‘The Dictator’: When racist replaces racy
EMRAH GÜLER ANKARA - Hürriyet Daily News
In ‘The Dictator,’ British comedian Sacha Baron Cohen introduces us to Cohen’s latest alterego, General Aladeen, beloved oppressor and chief ophthalmologist of the People’s Republic of Wadiya.
When Borat Sagdiyev, Kazakhstan’s sixth best journalist and one of the many alteregos of British comedian Sacha Baron Cohen, led the unsuspecting American patrons of a Country West Club to sing along to Throw the Jew Down the Well on screen in 2006, it was time to revisit the boundaries of comedy, and realize that we actually live in a very controlled environment when it comes to humor.“Borat: Cultural Learnings of America for Make Benefit Glorious Nation of Kazakhstan” was a mockumentary, a collection of pranks spread over a journey from New York to California. Borat and his producer traveled throughout the “U.S. and A,” to make a documentary on America or to find Pamela Anderson and make her Borat’s wife, whichever story you chose to follow.
The initial reaction to Cohen’s comedy was simple strain, before deciding whether to laugh or not. You had to laugh, because the pranks were funny, and the timing was spot on. And when you let yourself go, and started to feel comfortable laughing at all the misogynistic, anti-Semitic, homophobic and racist jokes, there was an unexpected sense of liberation. You could be a woman, Jewish or gay. It didn’t matter. In the hands of a masterful comedian who played on people’s ignorance and prejudice, political correctness crumbled into pieces.
Enjoying Borat’s misadventures in mid-America as they met with congressmen, veteran feminists, extreme right-wingers, ignorant teenagers and suburban middle-class Americans, came with an acknowledgment that his comedy is a multilayered process. Three years later, another alterego of Cohen’s made his transfer from TV sketches to the big screen. Brüno, the flamboyant gay Austrian fashion designer, drew the wrath of LGBT communities on grounds that he perpetuated stereotypes about gays.
Through his alteregos, going back to his very first character, Ali G, the white British suburban wannabe rapper, Cohen had created his own brand of in-your-face satire exposing people’s ignorance and prejudice, and not succumbing to a coherent narrative. And yes, perpetuating age-old stereotypes along his journey.
If the constant replay of stereotypes for the sake of shaking the core of political correctness through a string of alteregos Cohen has offered for the last decade and a half didn’t bother you before, it probably will in his latest feature, “The Dictator.”
Story replaces pranks with poor results
This week’s new release “The Dictator,” introducing us to Cohen’s latest alterego, General Aladeen, shows once more that there’s a delicate balance to comedy, and that the source of laughter can quickly go sour.
Collaborating with director Larry Charles for the third time, Cohen introduces us to what could be called part alterego and part film character, His Excellency Admiral General Shabazz Aladeen, beloved oppressor and chief ophthalmologist of the People’s Republic of Wadiya. The film is described as “the heroic tale of a dictator who risked his life to ensure that democracy would never come to the country he so lovingly oppressed.”

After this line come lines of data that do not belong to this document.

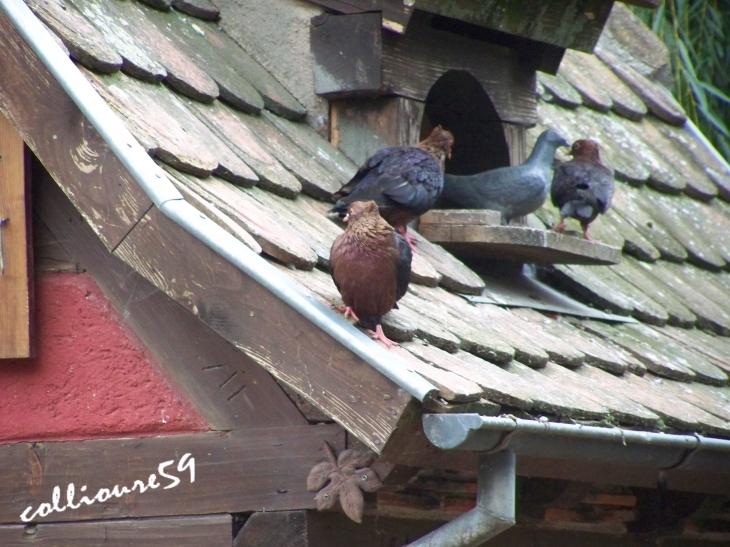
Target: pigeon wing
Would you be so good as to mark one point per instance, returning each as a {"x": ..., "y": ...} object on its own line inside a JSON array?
[{"x": 413, "y": 181}]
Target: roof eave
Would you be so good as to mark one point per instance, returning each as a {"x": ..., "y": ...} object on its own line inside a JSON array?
[{"x": 170, "y": 202}]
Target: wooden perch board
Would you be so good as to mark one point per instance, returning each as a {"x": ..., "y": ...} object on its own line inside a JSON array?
[
  {"x": 475, "y": 238},
  {"x": 15, "y": 260}
]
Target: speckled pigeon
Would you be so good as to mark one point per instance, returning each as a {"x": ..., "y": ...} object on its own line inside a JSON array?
[
  {"x": 513, "y": 191},
  {"x": 582, "y": 187},
  {"x": 370, "y": 264},
  {"x": 404, "y": 182}
]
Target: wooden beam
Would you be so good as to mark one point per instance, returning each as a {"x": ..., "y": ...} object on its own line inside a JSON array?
[
  {"x": 277, "y": 529},
  {"x": 395, "y": 13},
  {"x": 521, "y": 244},
  {"x": 70, "y": 148},
  {"x": 377, "y": 62},
  {"x": 361, "y": 128},
  {"x": 574, "y": 24},
  {"x": 224, "y": 385},
  {"x": 208, "y": 531},
  {"x": 256, "y": 470},
  {"x": 412, "y": 63},
  {"x": 16, "y": 252},
  {"x": 347, "y": 51},
  {"x": 291, "y": 347},
  {"x": 285, "y": 343}
]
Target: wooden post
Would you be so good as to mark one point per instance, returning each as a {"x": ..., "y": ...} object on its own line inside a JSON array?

General Aladeen, the tyrannical ruler of the North African country Wadiya, is at first a playful blend of the idiosyncrasies of a list of real-life dictators from Muammar Gaddafi and Saddam Hussein to Kim Jong-il and Serdar Turkmenbashi. Following a speech in which he announces Wadiya is months away from enriching uranium, accompanied by uncontrollable laughter, he soon faces a threat of invasion by the U.S.
He is forced to visit New York to defend himself before the U.N. where he is betrayed by his brother, played by Ben Kingsley, and left anonymous and with no money on the streets of New York, eventually finding one true friend in Anna Faris’ feminist vegetarian cafe manager.
Unlike the improvised, scattered pranks of the first two films, “The Dictator” surprises fans of Cohen with its coherent narrative structure, a feature film with nothing new to offer to the fish-out-of-water model. As Cohen deviates from his own brand of comedy, and gives in to Hollywood mechanics, the film becomes a parade of racist jokes, mostly on Western Islamophobia, hoping to shock instead of exposing baseless prejudice.
There is a scene in the movie in which General Aladeen and a friend ride a tourist helicopter over Manhattan, talking in Arabic as two Midwestern tourists look at them in horror hearing the words Empire State Building and gestures of explosion. What could be a genuinely funny scene as one of Cohen’s trademark no-boundaries pranks, the scene falls flat with the knowledge it is part of a solid script, and not a good one for that matter.